Reisen Essen gehen Glutango Zöliakie

Christina Rückert spricht über ihren Blog "Glutango" und ihren Weg vom „Gluten-Eiertanz zum Tango!

Reisen und Essen gehen mit Glutango: Vom Gluten-Eiertanz zum Tango

Wie bereiten Sie Reisen und Restaurantbesuche heute vor?

Das hängt immer ganz davon ab, wo es hingeht und auch, wie ich mich an dem Tag fühle. Meist habe ich bereits ein grobes Wissen, wie die „glutenfreie Situation“ vor Ort ist. Wenn die Situation gut ist, suche ich spontan im Internet nach Empfehlungen, entweder direkt über die Suchmaschine oder über die Facebook Zöliakie Austausch Gruppe, und markiere mir die Orte im Handy auf der Karte. Dann schaue ich regelmäßig, ob ich mich gerade zufällig dort befinde.

Wenn es nicht viele Optionen gibt, dann plane ich auch schon mal meinen Tag so, dass ich an diesem Ort vorbeikomme. Anders ist es, wenn das Restaurant schon feststeht – zum Beispiel bei einer Familienfeier oder Treffen mit Freunden. Dann recherchiere ich spezifisch dieses Restaurant und rufe vorher dort an. Ich erfrage, was sie mir anbieten könnten. Meist klappt das auch ganz gut. Wenn das auch alles nichts hilft, esse ich einfach vorher zu Hause und bestelle im Restaurant nur etwas zu trinken.

Woran erkennen Sie, dass ein Hotel oder Restaurant vertrauenswürdig glutenfrei ist?

Am einfachsten ist es natürlich, wenn das Hotel oder das Restaurant ein „Zertifikat“ besitzt. Das habe ich relativ häufig in Portugal, Spanien und Italien gesehen. In Deutschland gibt es das leider bislang nur vereinzelt bei Restaurants. Jedoch tragen alle Vapiano Filialen dieses Zertifikat der Deutschen Zöliakie Gesellschaft. Das heißt, dass nach einem standardisierten Prozess evaluiert wird, ob Zöliakiebetroffene hier sicher essen können.

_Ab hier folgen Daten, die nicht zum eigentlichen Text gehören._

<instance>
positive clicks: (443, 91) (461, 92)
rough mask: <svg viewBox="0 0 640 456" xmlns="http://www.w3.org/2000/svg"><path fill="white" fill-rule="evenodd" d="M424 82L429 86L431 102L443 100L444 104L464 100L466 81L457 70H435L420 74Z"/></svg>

Aber auch bei diesen Zertifikaten kann man sich nicht immer zu 100 Prozent darauf verlassen. Daher stelle ich immer ein paar „Standardfragen“ zu Beginn. Zum Beispiel „Ich habe Zöliakie, kann ich bei Ihnen essen?“. Darüber hinaus schaue ich mir immer die Allergenkarte an. Finde ich hier viele konkrete „Fehler“ – frage ich noch einmal genauer nach.

Kann das Personal nichts mit „Zöliakie“ anfangen oder äußert sich zum Beispiel „Gluten – das ist das mit dem Mehl, oder?“, gehe ich lieber wieder.

Das heißt, lieber verzichten, als ein Risiko einzugehen…

Wenn ich gerade beim Vorbeischlendern auf das Restaurant aufmerksam geworden bin und sich im Gespräch herausstellt, dass man keine Ahnung von „glutenfrei“ hat, gehe ich einfach wieder.

Wenn es keine andere Option gibt, wie zum Beispiel im Hotel, bringe ich mir zum Frühstück mein eigenes Brot mit und schaue, dass es am Buffet verpackte Lebensmittel (Nutella, Butter, Marmelade, etc.) gibt.

Wichtig ist aber auch, die Restaurants und Hotels aufzuklären. So erkläre ich, wieso ich das glutenfreie Brot, was direkt am glutenhaltigen Brot liegt, nicht essen kann und gebe einfache Lösungsvorschläge. Nicht immer werden die Tipps umgesetzt. Aber ich lebe nach dem Motto, dass man die Dinge nur ändern kann, wenn man sie anspricht.

Wie gesagt, es war mir früher unangenehm, nachzufragen. Aber es nützt nichts: Wir müssen fragen, fragen, fragen.

Welche Reiseziele bzw. Städte bzw. Restaurants sind Ihre glutenfrei-Favoriten?

Das größte glutenfreie Schlaraffenland bzw. Stadt war bislang Barcelona. Es gibt allein mindestens drei 100prozentig glutenfreie Bäckereien in einem Radius von 2 km. Es gibt so viele glutenfreie Empfehlungen, ich konnte gar nicht alles probieren!

Frau Rückert, herzlichen Dank für dieses Gespräch!